We have varied estimates of this, from nearly never never, through to 6% from detailed academic research to perhaps this:

A third of rape victims feel police are ‘unhelpful’ during investigations

This is clearly an overestimate but it’s still useful as a boundary. It will include those who actually are let down by police activity as well as those who would like to ram something through. Interesting what can be observed by taking certain numbers seriously…..

8 thoughts on “An upper limit to false rape claims”

  1. It all depends on whether ‘victim’ is defined as ‘perpetrator got convicted’ or ‘made a claim’. In the latter case, I’d be surprised if it was that low.

  2. I can categorically confirm that the percentage of false rape claims lies between 0% and 100% of all rape claims.

    Hope that helps.

  3. Shouldn’t we compare it to the percentage of people who feel the police were unhelpful when they made reports of burglary? Or shoplifting? Or…well, anything else, really?

  4. On the continong people routinely take out legal defence insurance. I wonder why the market is so undeveloped in UK.

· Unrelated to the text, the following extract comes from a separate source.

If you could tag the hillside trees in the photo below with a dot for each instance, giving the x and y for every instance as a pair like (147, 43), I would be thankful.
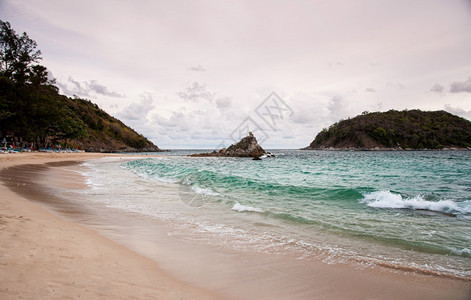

  5. @philip: long ago I was a Senior Examiner in a university. One of our undergraduates, a woman, was caught cheating. So I had to run an investigation: she – and the tutor I insisted must accompany her – had to appear before a panel I’d assembled to hear the case.

    When checking the rules with the Powers That Be I was told that since the accused was female the panel must include one female. OK by me. But I could not resist asking “does the same apply for a male?” “No.” “So”, says I, “some poor bloody Etonian could be tried before a coven of lesbian feminists without a single male on the panel”. Silence. Eventually “if you must put it like that, yes.”

    Some years later I was told by someone who might have known what he was talking about that my question had led to a change in the rules. That, I suppose, just shows how long ago it all was. Nowadays I’d presumably have been sacked for crimethink.

  6. It seems one of the red flags is the reluctance to turn over their phone to the police as part of their investigation. There’s been a number of attempts around trying to stop the police doing this including claiming it’s an unwarranted invasion of their privacy and that it means the police don’t believe them* etc
    Given how mobile phone messages etc have been key elements in acquittal in a number of cases those campaigning to remove this investigative practice should be done for interfering with the course of justice.

    *The police are supposed to investigate which means confirmation of information given, twisting that to make them take sides is another scheme that’s been pushed for quite a while and many of these complaints are really about the police doing job.

  7. I think the percentage of false accusations somewhere between 75 and 95%. It tends to be the same false accusers making multiple complaints as part of an ongoing ‘domestic’ dispute (or several) and the police are obliged to investigate. Feminist control of the legal system and political culture is total so of course this never gets out and the cases are so flimsy that they don’t go through but the accused could well lose his livelihood on the ‘no smoke without fire’ principle – charges, let alone convictions for false accusation are of course extremely rare.